Jeff, the Organ Guy

Submitted into Contest #38 in response to: Write a story about someone learning how to play an instrument. ... view prompt

1 comment

Funny

“You what?!”

Jeff sighed. “You’ve heard me, honey. I bought an organ.”

“Jefferson Ridgley Jones, please tell me this isn’t another one of your ‘projects’, where you spend all our family money on some ridiculous urge you get, and then we have to struggle for months!”

“This is nothing of the sort,” said Jeff, though that’s almost exactly what it was.

His wife, Mariane, stood in the hallway, arms crossed and eyes locked on target. Her fury could be heard almost bubbling up from inside her. Though that could just be the food that she was cooking in the kitchen.

“Look, Mary-”

“Don’t you Mary me, Jefferson!”

Jeff chuckled. “I already did, remember?” He wiggled his ring finger in front of her, hoping to ease her mood with a bit of humor. It didn’t work.

“The country is on lockdown, we’re both out of our jobs, there’s three kids, a dog and a guinea pig to feed - not including one very hungry grown up - bill’s for the car service are due this month and not to mention all the bills for the house-” She took a quick gasp of breath, not breaking up her sentence, “-and you decide, in a crisis like this, to buy an organ?!”

“It’s a good time to start learning to play an instrument, Mariane. Besides, aren’t you the one who always says I should explore my musical talents?” He wiggled with his eyebrows and deepened his voice. “Remember Tahiti? I bet that marimba is still hot to the touch.”

For a brief moment there was a look of glee in her eyes and her cheeks flushed like red tomatoes, but then the moment passed. She was really pissed.

“Why are you so irresponsible?” she sighed. “Did you even think this through before you bought it?” Her look darkened. “How much did you pay?”

“Now, now, let’s not start blaming one another. Mind you, this is no ordinary organ than every clown at the circus can smash on with his clowney hands. This is a sacred instrument, and it deserves a proper respect and attitude.”

Mariane’s face went from angry to angrier. “How much?”

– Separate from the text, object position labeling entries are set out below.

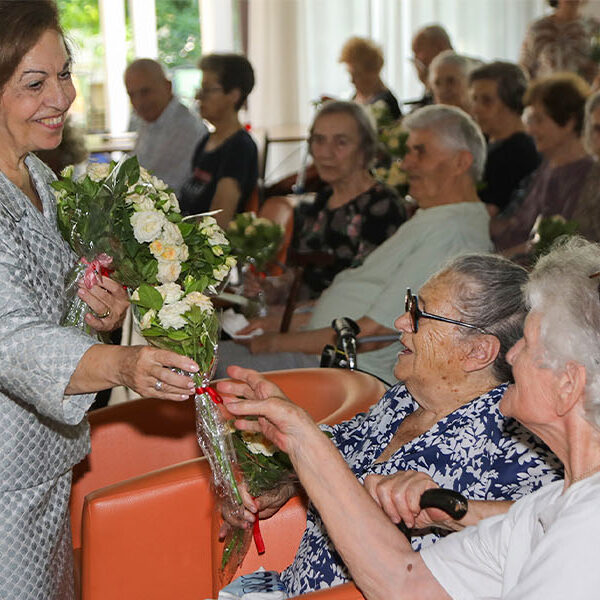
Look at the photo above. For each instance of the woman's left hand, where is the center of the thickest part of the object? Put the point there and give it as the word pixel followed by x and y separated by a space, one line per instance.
pixel 287 425
pixel 109 303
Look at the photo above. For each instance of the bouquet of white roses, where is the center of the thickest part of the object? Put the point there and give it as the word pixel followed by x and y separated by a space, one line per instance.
pixel 120 218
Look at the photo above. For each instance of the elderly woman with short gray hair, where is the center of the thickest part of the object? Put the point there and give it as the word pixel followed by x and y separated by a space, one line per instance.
pixel 443 419
pixel 354 214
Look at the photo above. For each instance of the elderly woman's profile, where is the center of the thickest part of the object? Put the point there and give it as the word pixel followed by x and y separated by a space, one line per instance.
pixel 442 420
pixel 543 546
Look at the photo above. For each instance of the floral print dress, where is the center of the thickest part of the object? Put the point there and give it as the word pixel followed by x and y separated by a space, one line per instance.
pixel 475 451
pixel 351 231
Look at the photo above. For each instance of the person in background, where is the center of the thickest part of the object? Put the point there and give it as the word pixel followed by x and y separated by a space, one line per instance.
pixel 544 546
pixel 168 131
pixel 561 42
pixel 225 162
pixel 449 79
pixel 49 373
pixel 497 91
pixel 567 176
pixel 427 43
pixel 354 214
pixel 445 157
pixel 443 418
pixel 364 61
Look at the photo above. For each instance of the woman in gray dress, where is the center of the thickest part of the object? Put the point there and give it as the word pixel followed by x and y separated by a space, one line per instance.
pixel 49 373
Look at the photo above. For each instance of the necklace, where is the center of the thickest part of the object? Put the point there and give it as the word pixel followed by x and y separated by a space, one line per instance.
pixel 585 474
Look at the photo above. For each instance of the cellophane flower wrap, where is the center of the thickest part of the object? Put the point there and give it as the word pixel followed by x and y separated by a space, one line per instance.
pixel 264 467
pixel 254 239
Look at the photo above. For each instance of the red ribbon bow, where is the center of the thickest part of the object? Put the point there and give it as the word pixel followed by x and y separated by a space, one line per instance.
pixel 213 394
pixel 99 266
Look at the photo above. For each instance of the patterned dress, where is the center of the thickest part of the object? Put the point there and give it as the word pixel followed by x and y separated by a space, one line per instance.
pixel 44 432
pixel 475 450
pixel 351 231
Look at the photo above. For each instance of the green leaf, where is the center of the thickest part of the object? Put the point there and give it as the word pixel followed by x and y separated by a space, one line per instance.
pixel 150 297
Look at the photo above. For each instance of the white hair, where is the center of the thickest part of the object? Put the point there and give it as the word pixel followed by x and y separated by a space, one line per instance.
pixel 455 129
pixel 567 300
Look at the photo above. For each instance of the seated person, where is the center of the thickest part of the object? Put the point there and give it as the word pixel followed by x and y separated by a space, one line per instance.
pixel 168 131
pixel 554 117
pixel 427 43
pixel 444 419
pixel 544 546
pixel 354 214
pixel 449 79
pixel 225 162
pixel 364 61
pixel 497 91
pixel 445 157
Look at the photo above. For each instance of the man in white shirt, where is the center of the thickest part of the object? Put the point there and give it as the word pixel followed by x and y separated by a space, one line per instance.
pixel 168 131
pixel 445 158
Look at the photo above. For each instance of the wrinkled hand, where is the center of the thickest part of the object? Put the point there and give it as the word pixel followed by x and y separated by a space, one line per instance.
pixel 142 366
pixel 284 423
pixel 399 496
pixel 107 295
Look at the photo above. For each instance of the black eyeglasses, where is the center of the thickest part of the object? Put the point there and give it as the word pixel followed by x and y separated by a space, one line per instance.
pixel 411 306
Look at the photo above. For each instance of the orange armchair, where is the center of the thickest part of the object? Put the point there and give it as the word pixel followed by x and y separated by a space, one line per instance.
pixel 150 533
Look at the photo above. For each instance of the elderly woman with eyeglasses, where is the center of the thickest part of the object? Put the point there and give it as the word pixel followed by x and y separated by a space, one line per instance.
pixel 443 419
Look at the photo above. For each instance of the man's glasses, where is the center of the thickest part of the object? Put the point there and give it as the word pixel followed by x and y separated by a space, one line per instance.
pixel 411 306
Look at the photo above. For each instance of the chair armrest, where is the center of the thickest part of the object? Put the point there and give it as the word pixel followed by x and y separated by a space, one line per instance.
pixel 154 537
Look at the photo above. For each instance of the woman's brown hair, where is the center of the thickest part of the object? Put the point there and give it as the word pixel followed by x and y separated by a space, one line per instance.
pixel 22 23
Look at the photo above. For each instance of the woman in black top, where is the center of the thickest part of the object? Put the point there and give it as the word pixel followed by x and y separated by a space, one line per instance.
pixel 225 163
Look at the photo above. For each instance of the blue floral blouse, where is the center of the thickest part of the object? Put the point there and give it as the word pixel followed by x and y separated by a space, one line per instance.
pixel 475 450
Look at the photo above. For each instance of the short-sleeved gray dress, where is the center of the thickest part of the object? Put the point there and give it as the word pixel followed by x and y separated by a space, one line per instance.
pixel 44 432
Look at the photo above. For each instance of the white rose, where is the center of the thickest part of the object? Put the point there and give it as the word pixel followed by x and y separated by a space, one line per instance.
pixel 171 234
pixel 220 273
pixel 171 315
pixel 199 299
pixel 218 239
pixel 145 323
pixel 168 271
pixel 158 184
pixel 147 225
pixel 171 292
pixel 257 443
pixel 98 171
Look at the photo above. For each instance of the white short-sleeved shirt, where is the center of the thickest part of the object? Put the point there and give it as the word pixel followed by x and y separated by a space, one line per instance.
pixel 545 547
pixel 418 249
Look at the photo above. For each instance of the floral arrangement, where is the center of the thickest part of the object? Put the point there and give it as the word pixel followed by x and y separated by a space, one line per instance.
pixel 120 218
pixel 254 239
pixel 264 467
pixel 546 230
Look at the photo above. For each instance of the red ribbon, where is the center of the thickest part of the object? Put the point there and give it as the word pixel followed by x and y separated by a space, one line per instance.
pixel 213 394
pixel 99 266
pixel 257 535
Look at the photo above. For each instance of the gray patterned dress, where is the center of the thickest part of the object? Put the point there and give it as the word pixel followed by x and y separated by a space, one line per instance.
pixel 44 432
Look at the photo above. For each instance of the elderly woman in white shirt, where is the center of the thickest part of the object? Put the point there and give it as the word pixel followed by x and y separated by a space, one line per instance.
pixel 544 546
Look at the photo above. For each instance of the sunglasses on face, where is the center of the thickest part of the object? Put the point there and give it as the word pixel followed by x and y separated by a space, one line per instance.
pixel 411 306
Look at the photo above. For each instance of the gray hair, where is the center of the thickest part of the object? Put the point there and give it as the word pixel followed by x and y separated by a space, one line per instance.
pixel 455 129
pixel 488 294
pixel 591 104
pixel 368 136
pixel 561 292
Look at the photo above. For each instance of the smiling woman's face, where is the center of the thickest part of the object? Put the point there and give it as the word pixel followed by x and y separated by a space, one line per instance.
pixel 432 358
pixel 35 101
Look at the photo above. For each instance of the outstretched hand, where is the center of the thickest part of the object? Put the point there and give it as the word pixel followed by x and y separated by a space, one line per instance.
pixel 399 496
pixel 279 419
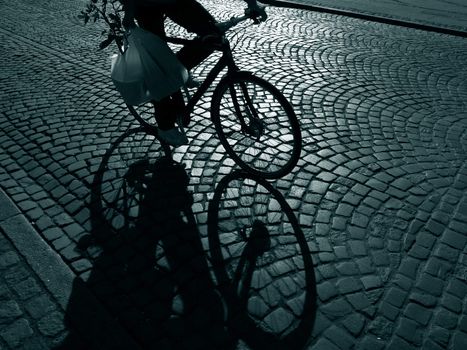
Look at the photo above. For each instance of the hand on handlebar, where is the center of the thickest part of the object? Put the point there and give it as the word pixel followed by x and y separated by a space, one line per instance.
pixel 257 13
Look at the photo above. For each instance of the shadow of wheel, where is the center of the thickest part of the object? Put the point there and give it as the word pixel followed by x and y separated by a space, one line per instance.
pixel 262 264
pixel 115 196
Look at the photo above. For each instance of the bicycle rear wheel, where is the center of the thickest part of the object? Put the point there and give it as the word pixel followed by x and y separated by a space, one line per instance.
pixel 256 125
pixel 262 263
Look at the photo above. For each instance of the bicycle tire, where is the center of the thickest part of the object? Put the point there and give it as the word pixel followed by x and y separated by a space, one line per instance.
pixel 255 327
pixel 273 147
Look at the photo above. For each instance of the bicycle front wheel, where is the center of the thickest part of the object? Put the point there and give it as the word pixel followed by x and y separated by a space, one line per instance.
pixel 256 125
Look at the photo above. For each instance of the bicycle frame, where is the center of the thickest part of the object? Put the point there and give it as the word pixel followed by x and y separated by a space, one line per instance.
pixel 226 60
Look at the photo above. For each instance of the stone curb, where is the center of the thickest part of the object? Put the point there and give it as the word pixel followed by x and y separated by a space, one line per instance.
pixel 368 17
pixel 55 275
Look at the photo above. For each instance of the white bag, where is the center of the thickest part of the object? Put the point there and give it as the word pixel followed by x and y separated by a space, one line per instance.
pixel 147 70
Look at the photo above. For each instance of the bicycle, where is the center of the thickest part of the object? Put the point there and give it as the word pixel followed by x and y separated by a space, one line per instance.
pixel 255 123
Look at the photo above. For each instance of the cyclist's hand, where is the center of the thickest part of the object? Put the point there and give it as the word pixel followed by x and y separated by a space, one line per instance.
pixel 257 13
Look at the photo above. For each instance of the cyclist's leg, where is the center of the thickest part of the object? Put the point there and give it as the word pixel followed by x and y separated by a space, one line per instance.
pixel 196 19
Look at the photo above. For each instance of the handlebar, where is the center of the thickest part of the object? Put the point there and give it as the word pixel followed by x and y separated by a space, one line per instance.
pixel 222 26
pixel 232 22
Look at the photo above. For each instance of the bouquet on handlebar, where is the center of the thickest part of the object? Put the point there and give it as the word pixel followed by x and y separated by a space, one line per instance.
pixel 146 68
pixel 111 13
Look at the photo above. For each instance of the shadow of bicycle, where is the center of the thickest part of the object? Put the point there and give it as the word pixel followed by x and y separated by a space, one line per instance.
pixel 153 275
pixel 262 264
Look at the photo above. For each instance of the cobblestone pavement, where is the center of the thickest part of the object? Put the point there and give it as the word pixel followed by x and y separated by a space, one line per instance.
pixel 433 13
pixel 29 315
pixel 380 190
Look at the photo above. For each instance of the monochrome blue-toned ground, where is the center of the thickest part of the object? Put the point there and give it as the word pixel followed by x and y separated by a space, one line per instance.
pixel 380 192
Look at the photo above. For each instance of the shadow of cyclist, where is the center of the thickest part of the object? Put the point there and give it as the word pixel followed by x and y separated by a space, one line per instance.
pixel 151 274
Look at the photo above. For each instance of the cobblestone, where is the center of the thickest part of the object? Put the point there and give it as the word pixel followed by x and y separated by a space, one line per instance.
pixel 381 111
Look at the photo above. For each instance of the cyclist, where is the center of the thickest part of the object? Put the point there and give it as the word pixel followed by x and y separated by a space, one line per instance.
pixel 191 15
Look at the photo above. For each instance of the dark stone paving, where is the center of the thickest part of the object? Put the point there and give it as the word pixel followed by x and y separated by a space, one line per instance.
pixel 380 190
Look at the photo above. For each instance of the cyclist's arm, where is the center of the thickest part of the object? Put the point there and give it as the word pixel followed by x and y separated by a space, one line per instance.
pixel 129 8
pixel 256 11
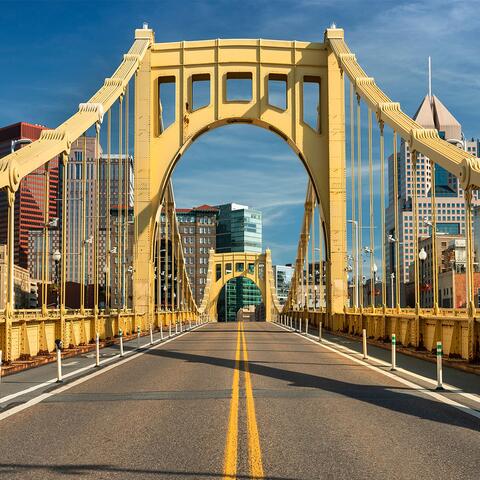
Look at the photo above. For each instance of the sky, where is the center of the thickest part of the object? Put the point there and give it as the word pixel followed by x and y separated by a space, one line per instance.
pixel 56 54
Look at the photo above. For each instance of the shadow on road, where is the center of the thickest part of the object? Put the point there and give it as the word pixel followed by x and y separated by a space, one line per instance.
pixel 90 469
pixel 399 399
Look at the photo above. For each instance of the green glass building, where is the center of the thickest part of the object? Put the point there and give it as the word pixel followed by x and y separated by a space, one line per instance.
pixel 239 229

“I should tell you,” said Jeff, looking at her like he was explaining some secret to one of their daughters, “that it is a church organ. So it is holy, and will not do well if we are fighting on its behalf.”

Mariane blinked. “A church organ? I don’t understand.”

“The ones that they have in churches,” Jeff explained.

“I know that,” said Mariane, annoyed. “But those things are huge.”

“Yeah,” Jeff said, scratching the back of his head and looking around the house. “We’ll have to make some space. They’re going to haul it in tomorrow.”

Mariane’s jaw dropped. Jeff knew from experience that was a bad sign. Whenever she would suddenly run out of words to throw at him during an argument, he knew better than to linger around.

“Well, better start making that space,” he said and hurried out the hallway and toward the living room, leaving Mariane to stand there, dumbfounded.

Haul, Jeff?” she shouted after him. “Ships are hauled in the port, not instruments! What the hell did you buy with our money?!”

“Honey, I can hear the soup bubbling over,” said Jeff, entering a safe zone where the kids were playing in the living room. She wouldn’t dare yell at him in front of the little ones. 

Would she?

With a loud slam of something metallic - presumably a pan - he knew he was off the hook, for now. He chuckled to himself, thinking of the look on her face when they’ll start bringing and installing the pipes in their home. She probably still didn’t quite believe him. Who would buy a church organ?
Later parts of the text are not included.